Tutto questo non ha soltanto un costo elettorale. Chi se ne frega. È qualcosa che va molto più in profondità e colpisce la ragione d'essere dei due azionisti più forti della maggioranza. Il Pd da tempo ha perso la sua vocazione a partito del lavoro. L'Ilva rischia però di essere il punto di non ritorno. Cosa è oggi il Pd? Una forza politica che è disposta a sacrificare ogni valore pur di governare. Il paradosso è che più perde e più governa. È una mossa che può apparire furba, ma in realtà li sta consumando. A volte un viaggio nel deserto è molto più utile di accasarsi su una poltrona. Questo viaggio nel Pd non sono stati mai capaci di farlo e continuano a prendere scorciatoie per ritornare al potere. Il risultato è che da anni e anni non sono più capaci di dare risposte, ma si arroccano in una presunta superiorità morale. Noi governiamo perché siamo i giusti. Non funziona più. Se ne stanno accorgendo anche Zingaretti e gli altri capi del Pd. Fino a che punto conviene stare in un governo che non ha un'anima? È quello che si stanno dicendo in questi giorni. Solo che non hanno il coraggio e il carisma per fare lo strappo.

Se si guarda in casa Cinque stelle la situazione è ancora più surreale. Non è rimasto quasi più nulla del Movimento che aveva illuso il 30 e passa per cento degli elettori italiani, quelli che votano. I grillini sono smarriti. Hanno perso tutte le certezze. Un tempo chiedevano la chiusura degli stabilimenti dell'Ilva e sognavano per Taranto un futuro da Silicon Valley. Irrealizzabile? Utopia? Si poteva essere d'accordo o meno sulle parole di Grillo, ma almeno c'era un progetto, un'idea, non questo balbettio, questo arrampicarsi su specchi sempre più scivolosi. L'Ilva è l'ultimo dei tanti tradimenti. Il volto di questo fallimento è il loro capo politico, Luigi Di Maio, ormai sempre più contestato dai suoi parlamentari. Si sta sgretolando anche il sorriso buono per tutte le stagioni di Giuseppe Conte. Il suo governo non risolve, accantona.

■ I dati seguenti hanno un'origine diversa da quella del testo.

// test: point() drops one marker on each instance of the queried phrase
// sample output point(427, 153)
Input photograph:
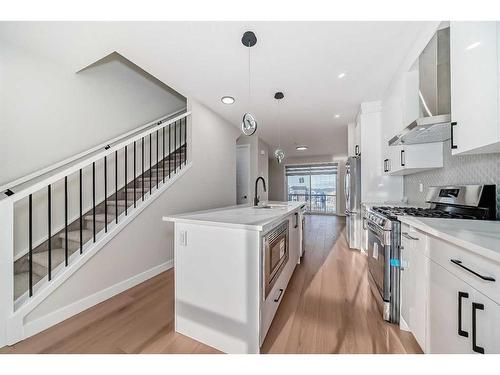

Fa una manovra senza spina dorsale e non ha risposte per nessuno.

La Cgia fa sapere che in 10 anni i consumi delle famiglie sono crollati di 21 e passa miliardi. Almeno 200mila botteghe artigiane e piccoli negozi hanno chiuso. Il problema dell'Italia è la nuova povertà. Nessuno l'ha abolita. Nessuno dà risposte. Tutti gridano e si azzuffano.